Michael D. CAREY and Janet Carey, Plaintiffs,
v.
MT. DESERT ISLAND HOSPITAL and, Mt. Desert Island Regional Health Care Corporation, Defendants.
Civ. No. 95-CV-167.
United States District Court, D. Maine.
December 21, 1995.*8 *9 Sumner H. Lipman, Lipman & Katz, Augusta, Maine, for Plaintiffs.
Angela M. Farrell, Mitchell & Stearns, Bangor, Maine, A. James Johnston, Post & Schell, P.C., Philadelphia, PA, for Defendants.
ORDER AND MEMORANDUM OF DECISION
BRODY, District Judge.
Plaintiff, Michael D. Carey, worked at Mt. Desert Island Hospital ("MDI") from December 1983 until his termination on June 23, 1994. He now sues MDI, and Mt. Desert Island Regional Health Care Corporation ("MDI-RHC"). Carey filed a six count complaint alleging sexual discrimination, disparate treatment, and sexual harassment under Title VII and the Maine Human Rights Act (Counts I and II), retaliatory discharge under the Maine Human Rights Act ("MHRA") and the Civil Rights Act of 1964 (Count III), defamation (Count IV), loss of consortium (Count V) (by Janet Carey, Plaintiff's wife), and punitive damages (Count VI).
Defendants move to dismiss for failure to state a cognizable claim. Fed.R.Civ.P. 12(b)(6). The Court grants the Motion in part, and denies it in part.
I. Motion to Dismiss
A motion to dismiss is designed to test the legal sufficiency of the complaint, and thus does not require the Court to examine the evidence at issue. Goldman v. Belden, 754 F.2d 1059, 1067 (2d Cir.1985). The Court accepts all well-pleaded facts as true, "indulging every reasonable inference helpful to the plaintiff's cause." Garita Hotel Ltd. Partnership v. Ponce Federal Bank, F.S.B., 958 F.2d 15, 17 (1st Cir.1992). The plaintiff, however, must "set forth factual allegations, either direct or inferential, respecting each material element necessary to sustain recovery under some actionable legal theory." Gooley v. Mobil Oil Corp., 851 F.2d 513, 515 (1st Cir.1988). The Court need not accept "bald assertions" or "unsubstantiated conclusions." Correa-Martinez v. Arrillaga-Belendez, 903 F.2d 49, 52 (1st Cir.1990). "[I]f the facts narrated by the plaintiff `do not at least outline or adumbrate' a viable claim, [the] complaint cannot pass Rule 12(b)(6) muster." Gooley, 851 F.2d at 515 (quoting Sutliff, Inc. v. Donovan Companies, Inc., 727 F.2d 648, 654 (7th Cir.1984)).
II. Background
MDI is a non-profit health care corporation organized under the laws of Maine. MDI-RHC is a wholly owned subsidiary of MDI. Both entities maintain their principal place of business in Bar Harbor, Maine, and together the hospital and its subsidiary employ approximately 260 people.

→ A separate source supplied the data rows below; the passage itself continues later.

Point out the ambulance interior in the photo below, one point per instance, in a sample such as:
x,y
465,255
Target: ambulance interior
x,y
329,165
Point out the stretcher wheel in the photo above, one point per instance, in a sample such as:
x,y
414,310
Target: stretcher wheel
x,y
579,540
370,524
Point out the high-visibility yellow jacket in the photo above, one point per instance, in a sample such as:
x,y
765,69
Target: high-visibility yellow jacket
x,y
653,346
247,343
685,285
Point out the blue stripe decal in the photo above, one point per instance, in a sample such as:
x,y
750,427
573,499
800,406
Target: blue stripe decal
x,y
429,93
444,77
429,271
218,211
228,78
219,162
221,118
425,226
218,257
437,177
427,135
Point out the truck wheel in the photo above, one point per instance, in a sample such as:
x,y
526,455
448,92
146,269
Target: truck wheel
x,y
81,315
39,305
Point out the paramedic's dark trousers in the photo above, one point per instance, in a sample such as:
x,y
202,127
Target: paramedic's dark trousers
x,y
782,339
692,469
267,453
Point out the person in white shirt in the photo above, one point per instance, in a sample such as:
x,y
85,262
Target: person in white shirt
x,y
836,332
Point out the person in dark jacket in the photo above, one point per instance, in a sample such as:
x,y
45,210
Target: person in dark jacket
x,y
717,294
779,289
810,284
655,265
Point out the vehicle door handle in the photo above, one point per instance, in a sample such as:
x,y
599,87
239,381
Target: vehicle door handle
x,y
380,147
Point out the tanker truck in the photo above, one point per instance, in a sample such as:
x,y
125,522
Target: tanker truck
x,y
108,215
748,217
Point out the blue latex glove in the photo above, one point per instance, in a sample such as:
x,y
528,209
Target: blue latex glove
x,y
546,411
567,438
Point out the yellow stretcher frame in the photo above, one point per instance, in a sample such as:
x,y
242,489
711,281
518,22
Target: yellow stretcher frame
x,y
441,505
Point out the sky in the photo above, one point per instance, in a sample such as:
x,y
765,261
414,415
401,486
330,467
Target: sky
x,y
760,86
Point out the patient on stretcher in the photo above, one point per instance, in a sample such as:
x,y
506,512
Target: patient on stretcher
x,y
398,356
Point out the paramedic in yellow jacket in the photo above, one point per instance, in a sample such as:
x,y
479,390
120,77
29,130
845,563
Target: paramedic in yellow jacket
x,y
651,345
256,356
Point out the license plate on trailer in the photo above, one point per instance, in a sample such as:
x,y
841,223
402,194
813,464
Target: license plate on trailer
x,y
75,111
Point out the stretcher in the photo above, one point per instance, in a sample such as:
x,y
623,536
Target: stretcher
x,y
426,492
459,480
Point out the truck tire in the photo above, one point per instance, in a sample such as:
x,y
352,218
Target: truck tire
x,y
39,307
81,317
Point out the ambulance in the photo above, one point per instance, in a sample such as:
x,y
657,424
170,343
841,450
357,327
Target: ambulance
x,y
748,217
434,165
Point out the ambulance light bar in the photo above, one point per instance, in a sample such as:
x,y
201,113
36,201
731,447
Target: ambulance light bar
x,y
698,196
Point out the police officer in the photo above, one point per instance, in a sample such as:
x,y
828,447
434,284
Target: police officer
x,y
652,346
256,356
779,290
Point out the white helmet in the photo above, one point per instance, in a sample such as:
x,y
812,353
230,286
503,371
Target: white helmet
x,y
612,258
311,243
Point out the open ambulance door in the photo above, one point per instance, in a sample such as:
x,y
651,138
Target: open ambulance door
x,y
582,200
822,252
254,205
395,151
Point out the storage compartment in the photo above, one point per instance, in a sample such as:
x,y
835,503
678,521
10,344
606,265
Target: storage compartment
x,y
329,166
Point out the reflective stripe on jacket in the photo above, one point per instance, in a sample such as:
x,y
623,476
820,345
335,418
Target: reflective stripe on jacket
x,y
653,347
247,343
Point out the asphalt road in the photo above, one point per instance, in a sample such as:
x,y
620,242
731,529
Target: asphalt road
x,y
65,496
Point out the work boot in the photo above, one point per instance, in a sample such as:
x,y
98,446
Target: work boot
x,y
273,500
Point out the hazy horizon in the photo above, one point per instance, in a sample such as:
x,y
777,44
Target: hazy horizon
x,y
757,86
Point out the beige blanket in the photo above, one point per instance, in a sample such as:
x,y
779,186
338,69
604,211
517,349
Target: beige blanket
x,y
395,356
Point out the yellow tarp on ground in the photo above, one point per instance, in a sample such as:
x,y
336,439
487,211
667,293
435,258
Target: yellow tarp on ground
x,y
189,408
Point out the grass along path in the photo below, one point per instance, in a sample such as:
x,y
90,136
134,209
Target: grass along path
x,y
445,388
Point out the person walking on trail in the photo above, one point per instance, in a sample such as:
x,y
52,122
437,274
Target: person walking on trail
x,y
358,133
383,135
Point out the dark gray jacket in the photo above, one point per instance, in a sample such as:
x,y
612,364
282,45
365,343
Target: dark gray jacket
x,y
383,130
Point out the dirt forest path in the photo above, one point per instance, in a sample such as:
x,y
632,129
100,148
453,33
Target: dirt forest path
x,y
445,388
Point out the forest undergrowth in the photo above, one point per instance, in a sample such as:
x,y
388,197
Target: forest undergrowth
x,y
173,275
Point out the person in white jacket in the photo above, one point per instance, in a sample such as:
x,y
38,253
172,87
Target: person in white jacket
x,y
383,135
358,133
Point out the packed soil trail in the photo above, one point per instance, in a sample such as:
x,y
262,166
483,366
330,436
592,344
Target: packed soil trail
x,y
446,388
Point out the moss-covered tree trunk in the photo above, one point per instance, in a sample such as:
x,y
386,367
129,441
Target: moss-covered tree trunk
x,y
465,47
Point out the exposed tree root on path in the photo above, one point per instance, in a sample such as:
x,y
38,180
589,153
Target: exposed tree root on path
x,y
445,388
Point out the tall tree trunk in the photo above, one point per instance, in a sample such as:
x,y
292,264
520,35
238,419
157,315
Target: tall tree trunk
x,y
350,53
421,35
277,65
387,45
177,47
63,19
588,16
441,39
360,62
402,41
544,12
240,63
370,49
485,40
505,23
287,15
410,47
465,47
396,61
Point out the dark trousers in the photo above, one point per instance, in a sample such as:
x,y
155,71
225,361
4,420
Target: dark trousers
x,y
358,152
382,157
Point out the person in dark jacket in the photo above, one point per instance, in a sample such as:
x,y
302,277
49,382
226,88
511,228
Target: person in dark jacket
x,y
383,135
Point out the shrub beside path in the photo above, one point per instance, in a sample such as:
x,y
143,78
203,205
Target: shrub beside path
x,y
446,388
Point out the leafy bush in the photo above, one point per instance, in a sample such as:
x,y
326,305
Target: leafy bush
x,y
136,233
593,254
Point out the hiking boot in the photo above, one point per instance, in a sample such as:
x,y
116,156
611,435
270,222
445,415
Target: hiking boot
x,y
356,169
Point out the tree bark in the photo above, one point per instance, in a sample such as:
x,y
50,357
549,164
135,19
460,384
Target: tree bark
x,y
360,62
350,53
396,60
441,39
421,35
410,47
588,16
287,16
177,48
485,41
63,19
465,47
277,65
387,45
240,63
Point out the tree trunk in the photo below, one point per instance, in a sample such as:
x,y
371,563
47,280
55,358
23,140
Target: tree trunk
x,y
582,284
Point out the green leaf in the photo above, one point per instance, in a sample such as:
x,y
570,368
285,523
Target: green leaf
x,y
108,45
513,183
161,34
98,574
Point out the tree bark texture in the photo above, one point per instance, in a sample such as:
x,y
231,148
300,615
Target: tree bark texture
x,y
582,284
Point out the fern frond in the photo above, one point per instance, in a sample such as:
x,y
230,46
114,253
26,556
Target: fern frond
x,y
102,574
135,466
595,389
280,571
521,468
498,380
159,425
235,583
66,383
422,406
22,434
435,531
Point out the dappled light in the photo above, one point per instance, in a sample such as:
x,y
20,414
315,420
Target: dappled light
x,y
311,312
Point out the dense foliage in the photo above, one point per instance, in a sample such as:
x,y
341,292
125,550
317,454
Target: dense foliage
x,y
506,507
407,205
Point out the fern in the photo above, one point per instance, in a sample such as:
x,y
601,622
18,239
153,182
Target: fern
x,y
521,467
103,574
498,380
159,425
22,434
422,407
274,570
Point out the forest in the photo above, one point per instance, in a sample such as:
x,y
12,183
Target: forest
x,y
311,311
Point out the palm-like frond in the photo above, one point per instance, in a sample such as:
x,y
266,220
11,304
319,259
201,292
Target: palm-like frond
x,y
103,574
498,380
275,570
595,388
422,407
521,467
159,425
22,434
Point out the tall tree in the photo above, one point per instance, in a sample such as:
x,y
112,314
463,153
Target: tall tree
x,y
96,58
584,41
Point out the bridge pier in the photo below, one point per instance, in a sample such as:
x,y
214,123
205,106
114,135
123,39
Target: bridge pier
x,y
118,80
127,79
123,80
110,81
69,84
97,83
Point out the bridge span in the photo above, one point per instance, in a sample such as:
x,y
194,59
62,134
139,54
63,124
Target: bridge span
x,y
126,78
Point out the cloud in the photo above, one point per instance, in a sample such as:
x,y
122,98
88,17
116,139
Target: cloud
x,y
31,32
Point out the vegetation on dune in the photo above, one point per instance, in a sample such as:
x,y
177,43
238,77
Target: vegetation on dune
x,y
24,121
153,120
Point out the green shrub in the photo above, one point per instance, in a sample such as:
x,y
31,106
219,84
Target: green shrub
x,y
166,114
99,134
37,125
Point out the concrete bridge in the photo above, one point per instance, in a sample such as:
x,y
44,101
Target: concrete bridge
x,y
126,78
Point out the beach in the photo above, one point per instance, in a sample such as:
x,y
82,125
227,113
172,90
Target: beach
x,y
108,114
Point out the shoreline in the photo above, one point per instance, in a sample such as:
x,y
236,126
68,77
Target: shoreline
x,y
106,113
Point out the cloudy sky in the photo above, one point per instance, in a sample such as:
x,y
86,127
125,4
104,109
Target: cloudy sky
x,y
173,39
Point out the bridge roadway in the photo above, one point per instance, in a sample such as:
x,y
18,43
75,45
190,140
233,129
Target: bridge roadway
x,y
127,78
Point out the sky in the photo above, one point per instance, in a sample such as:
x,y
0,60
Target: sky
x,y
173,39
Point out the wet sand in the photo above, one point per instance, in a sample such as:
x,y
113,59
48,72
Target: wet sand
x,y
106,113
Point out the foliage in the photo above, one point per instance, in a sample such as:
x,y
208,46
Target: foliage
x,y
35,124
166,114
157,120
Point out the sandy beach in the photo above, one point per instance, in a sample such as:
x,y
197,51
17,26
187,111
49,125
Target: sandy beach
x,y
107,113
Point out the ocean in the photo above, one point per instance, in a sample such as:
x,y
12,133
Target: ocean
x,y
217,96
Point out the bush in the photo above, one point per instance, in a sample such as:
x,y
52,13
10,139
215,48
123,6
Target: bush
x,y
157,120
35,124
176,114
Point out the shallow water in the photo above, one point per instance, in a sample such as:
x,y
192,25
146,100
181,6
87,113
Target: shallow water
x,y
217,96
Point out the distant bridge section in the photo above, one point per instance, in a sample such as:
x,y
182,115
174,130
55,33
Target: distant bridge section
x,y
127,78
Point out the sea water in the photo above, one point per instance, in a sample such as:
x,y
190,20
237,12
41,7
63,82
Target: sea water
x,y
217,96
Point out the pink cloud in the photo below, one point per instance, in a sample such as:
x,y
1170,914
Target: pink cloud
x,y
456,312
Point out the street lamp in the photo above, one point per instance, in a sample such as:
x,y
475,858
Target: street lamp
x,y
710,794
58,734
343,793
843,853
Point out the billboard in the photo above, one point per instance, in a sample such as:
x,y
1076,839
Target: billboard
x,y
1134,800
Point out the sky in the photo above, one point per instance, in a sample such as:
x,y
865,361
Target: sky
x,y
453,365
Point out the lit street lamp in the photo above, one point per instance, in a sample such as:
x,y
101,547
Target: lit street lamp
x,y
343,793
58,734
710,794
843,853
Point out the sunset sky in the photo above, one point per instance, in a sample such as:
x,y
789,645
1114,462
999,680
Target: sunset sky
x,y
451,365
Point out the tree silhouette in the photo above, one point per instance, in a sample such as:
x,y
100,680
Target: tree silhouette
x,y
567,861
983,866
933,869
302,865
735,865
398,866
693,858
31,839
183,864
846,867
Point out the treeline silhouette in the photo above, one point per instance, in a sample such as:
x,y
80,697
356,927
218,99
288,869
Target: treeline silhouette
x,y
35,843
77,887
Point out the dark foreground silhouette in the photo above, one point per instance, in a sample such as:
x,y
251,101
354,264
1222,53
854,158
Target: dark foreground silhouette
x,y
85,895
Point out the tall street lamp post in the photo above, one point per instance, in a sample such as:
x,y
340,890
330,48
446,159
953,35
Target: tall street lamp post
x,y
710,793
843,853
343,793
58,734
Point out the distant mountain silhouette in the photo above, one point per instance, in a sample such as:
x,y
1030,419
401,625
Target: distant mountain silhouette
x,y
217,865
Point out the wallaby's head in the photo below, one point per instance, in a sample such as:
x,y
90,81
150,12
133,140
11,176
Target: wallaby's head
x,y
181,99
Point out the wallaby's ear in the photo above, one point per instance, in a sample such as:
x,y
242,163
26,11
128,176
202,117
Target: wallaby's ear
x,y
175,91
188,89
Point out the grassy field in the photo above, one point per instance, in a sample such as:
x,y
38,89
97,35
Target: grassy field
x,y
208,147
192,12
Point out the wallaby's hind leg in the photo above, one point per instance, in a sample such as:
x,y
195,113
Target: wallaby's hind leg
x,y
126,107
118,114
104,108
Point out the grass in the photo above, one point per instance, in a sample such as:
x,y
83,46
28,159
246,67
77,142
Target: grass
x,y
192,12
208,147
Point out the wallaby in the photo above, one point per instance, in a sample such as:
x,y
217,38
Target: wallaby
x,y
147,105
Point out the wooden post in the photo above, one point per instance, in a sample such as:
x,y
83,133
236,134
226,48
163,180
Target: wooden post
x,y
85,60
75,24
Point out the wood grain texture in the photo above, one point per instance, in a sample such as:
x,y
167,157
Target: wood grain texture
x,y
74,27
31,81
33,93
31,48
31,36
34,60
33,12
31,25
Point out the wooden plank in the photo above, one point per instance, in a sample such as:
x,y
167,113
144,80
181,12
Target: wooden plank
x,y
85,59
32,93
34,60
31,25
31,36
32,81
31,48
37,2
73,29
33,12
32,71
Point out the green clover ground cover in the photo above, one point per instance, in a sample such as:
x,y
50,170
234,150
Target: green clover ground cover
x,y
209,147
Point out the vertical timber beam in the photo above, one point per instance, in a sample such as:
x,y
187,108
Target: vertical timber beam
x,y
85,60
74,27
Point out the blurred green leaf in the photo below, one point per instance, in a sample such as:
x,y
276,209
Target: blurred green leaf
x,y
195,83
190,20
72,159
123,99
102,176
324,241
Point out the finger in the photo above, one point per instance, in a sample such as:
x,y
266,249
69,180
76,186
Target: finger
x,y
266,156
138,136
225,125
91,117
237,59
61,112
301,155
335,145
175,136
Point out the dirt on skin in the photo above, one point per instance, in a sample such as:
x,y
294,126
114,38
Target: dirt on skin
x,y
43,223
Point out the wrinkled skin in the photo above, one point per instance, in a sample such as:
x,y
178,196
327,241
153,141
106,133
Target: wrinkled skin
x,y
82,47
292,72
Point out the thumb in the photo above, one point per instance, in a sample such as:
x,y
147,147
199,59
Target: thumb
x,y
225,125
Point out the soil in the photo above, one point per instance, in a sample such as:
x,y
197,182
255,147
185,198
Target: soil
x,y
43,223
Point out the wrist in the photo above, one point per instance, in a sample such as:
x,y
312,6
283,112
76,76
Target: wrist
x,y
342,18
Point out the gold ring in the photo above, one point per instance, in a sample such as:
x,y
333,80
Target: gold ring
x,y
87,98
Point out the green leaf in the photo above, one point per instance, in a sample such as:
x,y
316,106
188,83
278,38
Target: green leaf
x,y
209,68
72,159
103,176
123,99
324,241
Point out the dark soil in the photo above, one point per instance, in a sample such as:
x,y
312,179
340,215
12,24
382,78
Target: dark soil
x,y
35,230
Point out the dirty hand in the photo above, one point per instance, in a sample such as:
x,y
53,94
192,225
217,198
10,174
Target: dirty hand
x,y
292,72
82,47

Michael D. Carey served in various capacities at MDI over the ten year period from 1983 to 1994. Carey served as MDI's Chief Financial Officer at the time of his termination on June 23, 1994. He claims his duties related to both MDI and MDI-RHC.
Carey alleges that MDI treated him differently and ultimately fired him, at least in part, due to his gender. He also contends that his sexual harassment complaints contributed to MDI's decision to fire him. Carey cites the following examples to support his claims: (1) his exclusion from the search for a new Chief Executive Officer of MDI, (2) MDI's actions to discourage him from applying for the Chief Executive Officer position himself, and (3) his removal, without cause, from the Women's Health Center Steering Committee. According to the complaint, Carey's termination came absent prior "progressive discipline," as required by MDI's policy manual.
Carey asserts that he was sexually harassed at MDI, through offensive remarks, and that he reported this to his superiors. On August 10, 1992, for example, Carey sent a written complaint outlining these offensive remarks to James Morrock, MDI's then CEO, and Penny Evans. Later, Carey filed an in-house complaint after his termination, but he was denied a hearing because he refused to appear without counsel. In July *10 of 1994, Carey filed a Complaint with both the Maine Human Rights Commission and the Equal Employment Opportunity Commission, neither of whom took action. In May of 1995, both agencies sent Carey a Notice of Right to Sue.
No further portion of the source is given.